Bi-Pi - wie die Pfadfinderinnen und Pfadfinder Baden-Powell kurz nennen - wurde am 22. Februar 1957 in London geboren. Durch den frühen Tod des Vaters verbrachte Robert mit seinen neun Geschwistern eine entbehrungsreiche Jugend. Es fehlte zwar an Geld, aber Robert und seine Brüder durchstreiften in den Ferien zu Fuß ganz England, wobei er erkannte, dass zu echtem Abenteuer weniger Geld als Ideenreichtum und die Fähigkeit, sich überall zurechtzufinden erforderlich sind.
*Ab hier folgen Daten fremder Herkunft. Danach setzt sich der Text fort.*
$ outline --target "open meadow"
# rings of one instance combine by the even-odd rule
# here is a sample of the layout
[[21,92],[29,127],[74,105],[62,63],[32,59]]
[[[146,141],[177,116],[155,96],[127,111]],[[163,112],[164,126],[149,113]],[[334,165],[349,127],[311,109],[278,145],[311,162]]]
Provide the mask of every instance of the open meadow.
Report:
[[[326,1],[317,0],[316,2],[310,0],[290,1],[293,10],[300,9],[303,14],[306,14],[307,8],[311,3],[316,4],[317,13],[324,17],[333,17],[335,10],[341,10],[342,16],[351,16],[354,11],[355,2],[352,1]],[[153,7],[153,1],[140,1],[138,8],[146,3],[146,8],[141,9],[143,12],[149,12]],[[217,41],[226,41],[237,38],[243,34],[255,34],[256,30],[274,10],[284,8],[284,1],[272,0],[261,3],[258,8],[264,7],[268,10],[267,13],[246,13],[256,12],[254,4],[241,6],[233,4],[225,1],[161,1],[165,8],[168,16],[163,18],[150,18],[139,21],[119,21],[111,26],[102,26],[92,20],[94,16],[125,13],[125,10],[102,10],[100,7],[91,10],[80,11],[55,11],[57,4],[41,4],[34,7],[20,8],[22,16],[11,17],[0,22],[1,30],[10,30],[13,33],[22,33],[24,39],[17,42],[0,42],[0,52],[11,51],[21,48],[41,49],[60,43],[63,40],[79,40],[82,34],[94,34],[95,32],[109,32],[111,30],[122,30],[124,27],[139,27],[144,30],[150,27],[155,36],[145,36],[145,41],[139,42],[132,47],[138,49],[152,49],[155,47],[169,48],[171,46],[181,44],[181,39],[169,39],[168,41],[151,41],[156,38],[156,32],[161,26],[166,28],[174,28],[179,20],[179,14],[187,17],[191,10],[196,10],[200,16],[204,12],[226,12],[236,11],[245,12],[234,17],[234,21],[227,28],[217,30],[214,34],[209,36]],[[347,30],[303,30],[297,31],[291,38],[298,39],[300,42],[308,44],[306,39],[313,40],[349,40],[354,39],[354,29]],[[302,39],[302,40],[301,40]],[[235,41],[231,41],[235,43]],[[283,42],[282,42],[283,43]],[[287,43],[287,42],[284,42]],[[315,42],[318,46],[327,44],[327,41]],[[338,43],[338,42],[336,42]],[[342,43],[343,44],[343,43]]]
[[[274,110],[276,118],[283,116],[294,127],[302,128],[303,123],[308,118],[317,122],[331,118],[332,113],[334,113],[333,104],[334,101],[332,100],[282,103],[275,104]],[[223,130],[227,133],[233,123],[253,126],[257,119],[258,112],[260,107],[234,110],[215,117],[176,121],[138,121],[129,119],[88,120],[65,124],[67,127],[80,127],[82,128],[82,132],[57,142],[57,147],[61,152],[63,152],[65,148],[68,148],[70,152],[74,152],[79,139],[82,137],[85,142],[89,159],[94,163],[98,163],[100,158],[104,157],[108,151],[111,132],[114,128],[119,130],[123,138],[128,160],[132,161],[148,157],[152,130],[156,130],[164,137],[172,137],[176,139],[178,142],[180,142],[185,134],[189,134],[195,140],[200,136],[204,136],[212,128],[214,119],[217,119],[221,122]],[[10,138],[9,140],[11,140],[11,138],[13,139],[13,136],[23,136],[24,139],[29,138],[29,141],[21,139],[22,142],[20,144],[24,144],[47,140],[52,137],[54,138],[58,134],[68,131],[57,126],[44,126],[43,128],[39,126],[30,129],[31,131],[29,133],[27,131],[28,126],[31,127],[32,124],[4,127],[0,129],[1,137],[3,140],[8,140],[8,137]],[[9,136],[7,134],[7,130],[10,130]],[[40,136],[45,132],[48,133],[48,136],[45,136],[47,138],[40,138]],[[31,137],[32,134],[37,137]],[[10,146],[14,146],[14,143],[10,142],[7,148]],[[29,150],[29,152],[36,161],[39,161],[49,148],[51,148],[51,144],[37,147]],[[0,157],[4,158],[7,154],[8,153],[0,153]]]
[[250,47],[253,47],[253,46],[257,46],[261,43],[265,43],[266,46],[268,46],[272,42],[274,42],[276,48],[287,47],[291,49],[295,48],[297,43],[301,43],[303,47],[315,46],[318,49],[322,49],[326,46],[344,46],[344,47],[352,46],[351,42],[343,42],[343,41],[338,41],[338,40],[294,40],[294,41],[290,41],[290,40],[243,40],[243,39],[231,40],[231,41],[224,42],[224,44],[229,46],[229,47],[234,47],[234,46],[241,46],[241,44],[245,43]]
Nach Beendigung seiner Schulzeit meldete er sich zur Armee. England war damals eine große Kolonialmacht und eine Militärkarriere verhalf ihm dazu, fremde Länder kennenzulernen. Nach langen Jahren in Indien und Südafrika, wo er viele neue Eindrücke gewann, kehrte er nach England zurück. Hier erlebte er eine große Überraschung. Sein Buch "Aids to Scouting" (Anleitung für das Spähen), welches er für seine Soldaten geschrieben hatte, wurde in den Schulen Englands gelesen. Spurenlesen, Zurechtfinden im Gelände, Naturkunde usw. begeisterte die Buben. In leicht abgeänderter Form verwendete Bi-Pi dies zur Freizeitgestaltung der Jugendlichen. Die praktische Erprobung dieser Idee erfolgte 1907 auf der Insel Brownsea. Bi-Pi versammelte 20 Buben zu einem Zeltlager. Schon ein Jahr später gab es 60.000 Pfadfinder. Die Idee griff schnell um sich, auch in den europäischen und überseeischen Ländern. 1910 gab Baden-Powell seine militärische Laufbahn auf, um sich ganz seiner Bewegung zu widmen.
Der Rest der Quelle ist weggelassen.